Autre exemple, cette fois chez Marianne. Et là, le vedettariat se voit directement sur la couverture ! L’intérêt de « notre collaborateur Marc Endeweld » prime : il est mis en avant doublement, via son ‘livre-enquête’ sur Macron ET sur son article sur l’affaire Bygmalion. Or, ce vedettariat délibérément choisi par Marianne ne peut que fragiliser les arguments avancés dans ces deux sujets. Quid de la vérité ? Le journaliste doit informer le lecteur, pas se mettre en avant… Cela transparaît dans l’article, plus qu’abscons et sensationnaliste, se basant sur les seuls PV d’audition de l’agence de com’ attaquée (Agence Publics), pour extrapoler sur le rôle de son dirigeant (un certain Gérard Askinazi) dans le financement de la campagne 2012 de Sarkozy ?! A la lecture de l’article – et de Marianne – on a bien compris que certains journalistes menaient une vendetta contre Sarko, quitte à se complaire dans l’affirmation, de manière obsessionnelle, plutôt que dans la confirmation. Ainsi, à vouloir nourrir le sensationnel, on finit par se brûler. Et ce, alors que le journalisme ne doit servir que des faits, recoupés, donnant la parole à toutes les parties prenantes.

La publicité cachée : brand content, partenariat rémunéré…

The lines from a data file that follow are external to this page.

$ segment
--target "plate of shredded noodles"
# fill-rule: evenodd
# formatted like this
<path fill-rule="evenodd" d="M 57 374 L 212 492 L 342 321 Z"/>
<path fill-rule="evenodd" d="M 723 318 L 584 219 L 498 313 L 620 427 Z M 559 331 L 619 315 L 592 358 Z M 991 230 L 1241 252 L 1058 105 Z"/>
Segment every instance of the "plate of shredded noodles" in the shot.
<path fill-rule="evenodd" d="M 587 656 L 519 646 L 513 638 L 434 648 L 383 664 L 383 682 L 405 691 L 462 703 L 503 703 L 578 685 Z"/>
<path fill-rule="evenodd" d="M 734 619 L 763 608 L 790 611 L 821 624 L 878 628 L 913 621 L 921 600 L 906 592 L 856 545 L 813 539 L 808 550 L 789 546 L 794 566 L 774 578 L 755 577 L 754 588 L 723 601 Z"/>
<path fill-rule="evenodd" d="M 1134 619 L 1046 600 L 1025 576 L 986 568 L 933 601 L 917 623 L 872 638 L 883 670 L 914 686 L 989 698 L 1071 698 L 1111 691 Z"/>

Une autre casserole du métier concerne la publicité déguisée. Enfin ‘déguisée’, on se comprend. Certains supports sont tellement grossiers qu’on se demande quel est le positionnement éditorial ? Exemple de M, le magazine du Monde. Quelle est son utilité si ce n’est d’être à la solde des annonceurs (marques du luxe, de cosmétiques, de l’automobile, etc.), en leurs offrant l’électorat CSP+ très parisiano-centré ? Mais le Monde est un habitué de ce genre de choses. On ne risque donc pas d’y trouver des enquêtes fouillées ou des portraits qui égratignent un tant soit peu nos ‘capitaines d’industrie’ ou nos grands argentiers. Faut dire aussi qu’ils sont les propriétaires de la presse…

Autre exemple de la promotion déguisée via la plume d’un journaliste (pardon, du rédac’ chef du Figaro) : Guillaume Tabard et le sponsoring d’Asics, soit 11 pages (quand même !) dans le Fig Mag. Ce qui en a ému plus d’un à la SDJ du journal, mais pas le directeur de la rédaction du Fig Mag, Guillaume Roquette, qui ne voit rien d’anormal.

Le phénomène dégénère actuellement et prend des formes plus sournoises, déguisées. Seul l’œil averti peut y voir des manœuvres marketing. Rien de répréhensible si cela est dit clairement… ce qui n’est pas le cas. Où est donc la déontologie du journaliste ? Certains devraient relire cet article qui met les pieds dans le plat… en 2006 ! « Les journalistes ont-ils une déontologie ? ». La déontologie, ce n’est pas seulement traduire des valeurs morales en devoirs professionnels. C’est aussi et surtout toute une gamme de sanctions au regard des manquements constatés. Quid dans les médias, plus précisément dans les journaux ? Pour reprendre l’exemple de Guillaume Tabard, quelle a été la sanction ?

Quel contre-pouvoir au contre-pouvoir qu’est le journalisme ?

Xavier Molénat le rappelle fort justement (je reformule sa phrase) : le journalisme a toujours porté de « nombreuses exigences morales [attention ! Gros mots !] (véracité de l'information, impartialité, distance critique, absence de collusions...), mais qui a toujours affiché très haut la volonté de s'autoréguler, c'est-à-dire surtout la volonté de ne laisser aucune instance ou autorité extérieure (public, justice) mettre son nez dans les questions de déontologie professionnelle ».

De fait, où est le contre-pouvoir au pouvoir de l'information ? Et ce, dans un environnement économique de plus en plus dégradé pour la profession. Mais ce n’est pas la seule cause. Il y a vraiment une autocritique à faire, qui va bien au-delà de la simpliste focalisation sur ‘la presse de gauche’. Les travers et fautes professionnelles sont apolitiques. Le Comité Orwell en pointe certaines mais on n’espère qu’il arrivera à élever le débat sur le devenir de la profession et non pas devenir une énième caisse de résonnance d’intérêts particuliers.